Caminar sobre una estructura que ha soportado el paso de los siglos y el peso de imperios no es algo que se pueda hacer todos los días. Sentir bajo los pies las mismas piedras que pisaron los ejércitos de Augusto.
En España, el patrimonio no es algo que se contempla sólo en vitrinas. Es algo que se pisa, se cruza y se vive.
Esta es una joya arquitectónica que desafía al tiempo y que se alza imponente como la construcción más importante que ha llegado hasta nuestros días.
Un viaje al pasado
España es, sin duda, un museo al aire libre. Nuestra geografía está salpicada de vestigios romanos que van desde teatros en los que aún se representa Séneca hasta murallas que rodean ciudades enteras.
Sin embargo, existe una infraestructura que destaca por encima de todas por conservar su estado casi intacto. No se trata sólo de una obra funcional. Es un símbolo de la ingeniería civil que cambió para siempre la comunicación en la Península Ibérica.
El Puente Romano de Mérida, en Extremadura.
Este monumento no sólo es una pieza de nuestra historia nacional, sino que su valor es universal. Por ello, la UNESCO le ha otorgado el título de Patrimonio de la Humanidad. Un recordatorio de que, cuando los romanos construían, lo hacían con la mirada puesta en la eternidad.
Esta impresionante obra es el Puente Romano de Mérida, en Extremadura. Se alza sobre el río Guadiana y es considerado el puente de la antigüedad más largo que se conserva.
Con casi 800 metros de longitud, esta construcción fue el origen de la ciudad de Augusta Emerita. Hoy, sigue siendo el orgullo de todos los emeritenses y un paso obligado para cualquier amante de la historia.
El puente de Mérida fue construido en el siglo I a. C. Fecha que coincide con la fundación de la colonia por orden del emperador Augusto. Su fecha era estratégica. Permitía el paso de la Vía de la Plata, una de las arterias comerciales y militares más importantes del Imperio.
El guardián del Guadiana
Una de las curiosidades más fascinantes de este puente es su sistema de "tajamares". Los ingenieros romanos, a sabiendas de la fuerza del Guadiana en épocas de lluvias, diseñaron unos salientes en los pilares que cortan la corriente del agua.

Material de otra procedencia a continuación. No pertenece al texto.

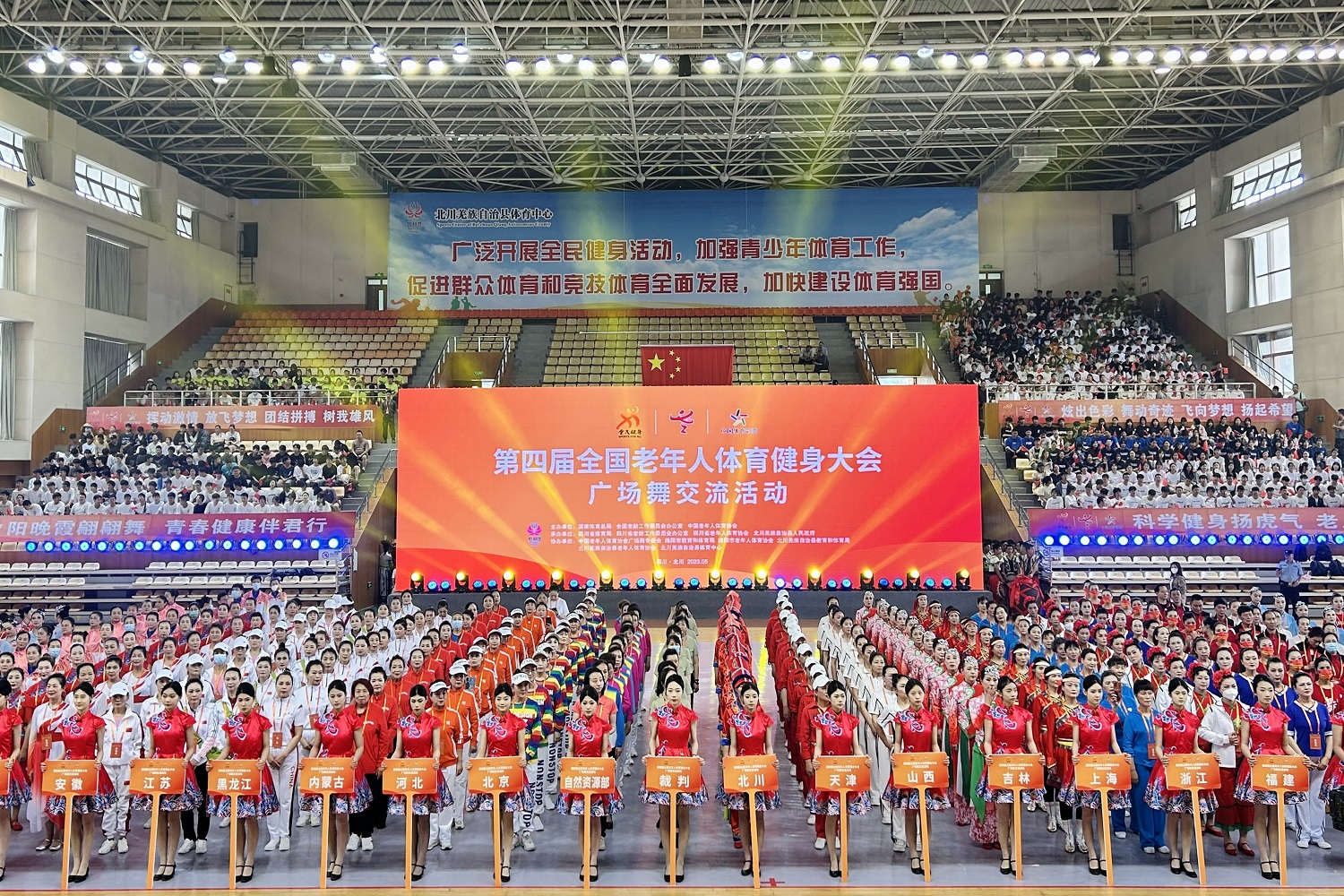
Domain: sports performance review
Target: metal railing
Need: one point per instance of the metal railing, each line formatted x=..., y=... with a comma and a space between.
x=1113, y=392
x=250, y=398
x=109, y=381
x=1260, y=367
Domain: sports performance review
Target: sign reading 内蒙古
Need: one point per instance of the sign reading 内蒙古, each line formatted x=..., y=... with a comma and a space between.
x=777, y=247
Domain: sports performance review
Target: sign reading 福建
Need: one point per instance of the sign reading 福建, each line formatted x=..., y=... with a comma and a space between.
x=687, y=479
x=919, y=769
x=1257, y=410
x=233, y=778
x=327, y=775
x=672, y=774
x=410, y=777
x=820, y=247
x=245, y=417
x=750, y=772
x=588, y=775
x=163, y=777
x=201, y=527
x=1217, y=525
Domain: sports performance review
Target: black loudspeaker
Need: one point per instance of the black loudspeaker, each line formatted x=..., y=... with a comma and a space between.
x=1121, y=241
x=247, y=241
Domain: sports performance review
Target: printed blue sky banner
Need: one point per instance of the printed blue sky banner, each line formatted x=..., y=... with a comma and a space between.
x=707, y=249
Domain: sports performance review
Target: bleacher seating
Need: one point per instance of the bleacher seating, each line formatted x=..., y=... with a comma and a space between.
x=355, y=344
x=605, y=351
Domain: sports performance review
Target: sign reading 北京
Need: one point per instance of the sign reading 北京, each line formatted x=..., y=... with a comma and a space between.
x=787, y=247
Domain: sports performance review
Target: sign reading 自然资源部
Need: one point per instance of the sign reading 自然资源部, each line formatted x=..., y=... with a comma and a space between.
x=750, y=249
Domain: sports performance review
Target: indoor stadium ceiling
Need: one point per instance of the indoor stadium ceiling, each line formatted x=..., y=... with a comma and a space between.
x=281, y=99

Reduciendo así la presión sobre la estructura.
Además, el puente con "aliviaderos", unos pequeños arcos situados en la parte superior de las pilas que permiten que el agua pase a través del propio puente cuando el nivel del río sube demasiado, evitando que este termine colapsando.
Otra curiosidad que suele sorprender a los visitantes es su resistencia moderna. Aunque hoy se recorre a pie disfrutando de un paseo romántico o cultural, el Puente Romano de Mérida estuvo abierto al tráfico en 1991.
Durante casi dos milenios, este puente soportó carros, caballos, carruajes y camiones y automóviles, demostrando que la arquitectura romana es, posiblemente, la más duradera de la historia de la humanidad.
Hoy en día, el puente forma parte del espectacular conjunto arqueológico de Mérida. Al cruzarle, el visitante no sólo atraviesa el río, sino que viaja en el tiempo hacia la Alcazaba árabe, que aprovecha parte de la estructura romana para su defensa.
Este es un lugar donde las capas de la historia –romana, visigoda, árabe y cristiana– se superponen con una armonía sobrecogedora.
El Puente Romano de Mérida, en Extremadura.
Por ello, si buscas una escapada que combine cultura, belleza del paisaje y la sensación de tocar la eternidad, Extremadura guarda este puente que conecta con nuestro pasado.
Mérida demuestra que España sigue siendo la guardiana de los tesoros mejor conservados del Imperio Romano.